3. Hinsichtlich der Aufhebung der Alhi-Bewilligung für den Monat Mai 1999 lassen die Feststellungen des LSG eine abschließende Entscheidung nicht zu. Insoweit ist zunächst unklar, ob bzw wann dem Kläger die Rente "zuerkannt" worden ist. Soweit eine Zuerkennung vorliegen sollte, kann nicht entschieden werden, ob die Beklagte für Mai 1999 zur vollständigen Aufhebung der Alhi-Bewilligung berechtigt war.

Den tatsächlichen Feststellungen des LSG kann nicht entnommen werden, wie die BfA mit dem auf den Monat Mai fallenden Anteil des im Rentenbescheid ausgewiesenen Nachzahlungsbetrages verfahren ist. Da die Beklagte nach den Ausführungen in ihren Bescheiden dem Kläger Alhi für Mai nicht mehr gezahlt hat, ist zwar anzunehmen, daß der Kläger den Rentennachzahlungsbetrag für diesen Monat später erhalten hat; von einer "Zuerkennung" iS des § 142 Abs 1 SGB III kann aber erst ab Zahlungseingang ausgegangen werden bzw ab Eingang einer eindeutigen Mitteilung, die bewilligte Rente sei auch für den Monat Mai an den Kläger auszuzahlen. Das LSG wird deshalb noch festzustellen haben, ob bzw ab welchem Zeitpunkt die Rente für Mai 1999 dem Kläger mit der Ruhensfolge des § 142 Abs 1 Nr 4 SGB III zuerkannt worden ist.

Sollte der Zeitpunkt der Zuerkennung des auf Mai 1999 entfallenden Rentenbetrages erst nach Bekanntgabe des Aufhebungsbescheides vom 18. Mai 1999 liegen (vgl BSGE 61, 189, 190 = SozR 1300 § 48 Nr 31), ist im übrigen fraglich, ob die Beklagte insoweit nach § 48 Abs 1 Satz 2 SGB X zur Aufhebung der Alhi-Bewilligung mit Wirkung für die Vergangenheit berechtigt war. Die vom LSG herangezogene Regelung des § 48 Abs 1 Satz 2 Nr 3 SGB X rechtfertigt die vollständige Aufhebung der Alhi-Bewilligung für Mai 1999 nicht.

Nach § 48 Abs 1 Satz 2 Nr 3 SGB X iVm § 330 Abs 3 SGB III ist ein Verwaltungsakt mit Wirkung vom Zeitpunkt der Änderung der Verhältnisse aufzuheben, soweit nach Antragstellung oder Erlaß des Verwaltungsakts Einkommen oder Vermögen erzielt worden ist, das zum Wegfall oder zur Minderung des Anspruchs geführt hätte.

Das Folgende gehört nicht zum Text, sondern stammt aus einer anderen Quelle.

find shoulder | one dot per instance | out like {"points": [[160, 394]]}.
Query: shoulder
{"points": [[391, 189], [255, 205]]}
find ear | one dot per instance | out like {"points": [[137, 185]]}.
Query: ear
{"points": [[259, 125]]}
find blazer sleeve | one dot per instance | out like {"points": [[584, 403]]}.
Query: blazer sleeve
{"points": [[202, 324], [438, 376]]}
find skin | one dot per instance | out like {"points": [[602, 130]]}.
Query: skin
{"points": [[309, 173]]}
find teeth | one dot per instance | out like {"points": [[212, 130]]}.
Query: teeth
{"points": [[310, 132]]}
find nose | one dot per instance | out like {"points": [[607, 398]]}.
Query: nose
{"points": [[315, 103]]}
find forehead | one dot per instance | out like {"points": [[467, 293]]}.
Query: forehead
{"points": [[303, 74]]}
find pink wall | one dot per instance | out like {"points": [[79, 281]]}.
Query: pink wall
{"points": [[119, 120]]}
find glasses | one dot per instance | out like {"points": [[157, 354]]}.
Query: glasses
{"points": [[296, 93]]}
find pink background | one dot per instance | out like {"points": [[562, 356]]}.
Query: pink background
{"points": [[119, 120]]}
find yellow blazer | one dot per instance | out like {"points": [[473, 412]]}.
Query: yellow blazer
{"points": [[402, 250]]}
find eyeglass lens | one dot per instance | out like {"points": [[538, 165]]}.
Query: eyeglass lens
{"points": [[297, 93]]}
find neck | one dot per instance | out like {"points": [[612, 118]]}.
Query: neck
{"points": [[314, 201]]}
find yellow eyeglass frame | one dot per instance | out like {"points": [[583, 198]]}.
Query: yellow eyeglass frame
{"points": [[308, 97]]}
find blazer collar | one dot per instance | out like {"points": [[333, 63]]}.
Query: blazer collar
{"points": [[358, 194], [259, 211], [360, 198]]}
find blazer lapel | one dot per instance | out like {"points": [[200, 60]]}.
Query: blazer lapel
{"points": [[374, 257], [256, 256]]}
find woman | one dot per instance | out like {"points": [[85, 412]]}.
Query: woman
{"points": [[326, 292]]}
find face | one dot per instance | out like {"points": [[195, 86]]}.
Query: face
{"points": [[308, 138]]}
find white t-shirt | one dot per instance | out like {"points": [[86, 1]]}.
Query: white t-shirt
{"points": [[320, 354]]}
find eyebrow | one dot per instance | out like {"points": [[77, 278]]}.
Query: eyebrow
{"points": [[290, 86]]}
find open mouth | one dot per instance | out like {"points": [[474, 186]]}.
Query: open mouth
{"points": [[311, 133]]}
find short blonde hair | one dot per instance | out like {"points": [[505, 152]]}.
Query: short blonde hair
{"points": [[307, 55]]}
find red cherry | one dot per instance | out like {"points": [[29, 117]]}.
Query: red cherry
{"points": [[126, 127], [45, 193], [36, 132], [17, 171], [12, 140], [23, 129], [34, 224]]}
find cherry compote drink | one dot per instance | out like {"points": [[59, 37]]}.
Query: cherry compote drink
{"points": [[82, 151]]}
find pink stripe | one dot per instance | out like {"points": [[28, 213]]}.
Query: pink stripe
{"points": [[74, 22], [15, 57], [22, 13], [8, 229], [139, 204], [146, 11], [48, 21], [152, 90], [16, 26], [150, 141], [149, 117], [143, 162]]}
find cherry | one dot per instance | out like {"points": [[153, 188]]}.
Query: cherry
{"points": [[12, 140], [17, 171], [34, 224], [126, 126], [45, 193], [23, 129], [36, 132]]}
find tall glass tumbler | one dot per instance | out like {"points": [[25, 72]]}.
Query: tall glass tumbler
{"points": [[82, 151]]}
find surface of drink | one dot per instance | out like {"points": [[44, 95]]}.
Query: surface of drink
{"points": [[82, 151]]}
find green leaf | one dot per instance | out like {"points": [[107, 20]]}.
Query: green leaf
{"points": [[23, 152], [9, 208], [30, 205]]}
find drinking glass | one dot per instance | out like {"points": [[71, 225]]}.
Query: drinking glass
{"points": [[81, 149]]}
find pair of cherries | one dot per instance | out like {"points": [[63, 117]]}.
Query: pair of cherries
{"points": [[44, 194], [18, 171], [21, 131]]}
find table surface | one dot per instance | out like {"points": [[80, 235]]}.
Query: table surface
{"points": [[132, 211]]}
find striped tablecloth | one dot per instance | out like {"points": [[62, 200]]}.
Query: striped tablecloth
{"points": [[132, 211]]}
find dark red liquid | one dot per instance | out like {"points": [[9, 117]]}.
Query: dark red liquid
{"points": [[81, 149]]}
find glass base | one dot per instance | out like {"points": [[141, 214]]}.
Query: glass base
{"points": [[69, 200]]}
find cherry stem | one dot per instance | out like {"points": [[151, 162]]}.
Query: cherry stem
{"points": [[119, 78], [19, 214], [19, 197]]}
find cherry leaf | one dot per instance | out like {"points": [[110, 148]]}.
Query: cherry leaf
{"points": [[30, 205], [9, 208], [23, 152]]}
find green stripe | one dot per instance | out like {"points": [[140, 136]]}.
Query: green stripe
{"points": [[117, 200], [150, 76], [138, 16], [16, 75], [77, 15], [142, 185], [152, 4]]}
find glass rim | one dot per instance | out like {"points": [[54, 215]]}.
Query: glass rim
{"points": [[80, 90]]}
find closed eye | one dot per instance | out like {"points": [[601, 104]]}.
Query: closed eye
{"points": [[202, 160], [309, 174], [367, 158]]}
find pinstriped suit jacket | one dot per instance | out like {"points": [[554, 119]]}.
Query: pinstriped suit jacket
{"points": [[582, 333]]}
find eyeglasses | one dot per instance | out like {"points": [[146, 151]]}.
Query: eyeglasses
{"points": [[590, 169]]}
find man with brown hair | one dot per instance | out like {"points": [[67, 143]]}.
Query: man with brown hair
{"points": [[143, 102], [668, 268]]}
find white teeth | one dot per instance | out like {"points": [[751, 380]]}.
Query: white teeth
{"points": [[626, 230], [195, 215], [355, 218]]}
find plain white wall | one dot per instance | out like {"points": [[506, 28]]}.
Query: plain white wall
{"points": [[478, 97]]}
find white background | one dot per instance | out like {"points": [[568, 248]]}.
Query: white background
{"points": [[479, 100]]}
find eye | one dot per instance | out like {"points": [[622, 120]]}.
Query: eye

Die Vorschrift schränkt den Vertrauensschutz in den Verwaltungsakt ein, aber nur, "soweit" nachträglich Einkommen oder Vermögen erzielt worden ist. Der Betroffene soll also nur in dem Umfang, in dem er eine "doppelte" Zahlung erhalten hat, der Aufhebung einer Bewilligung mit Wirkung für die Vergangenheit ausgesetzt sein. Dies bedeutet, daß das Aufhebungsrecht der Beklagten nach § 48 Abs 1 Satz 2 Nr 3 SGB X auf die Höhe der bewilligten Rente beschränkt ist (BSG SozR 1300 § 48 Nr 22; BSGE 60, 180, 184 f = SozR 1300 § 48 Nr 26).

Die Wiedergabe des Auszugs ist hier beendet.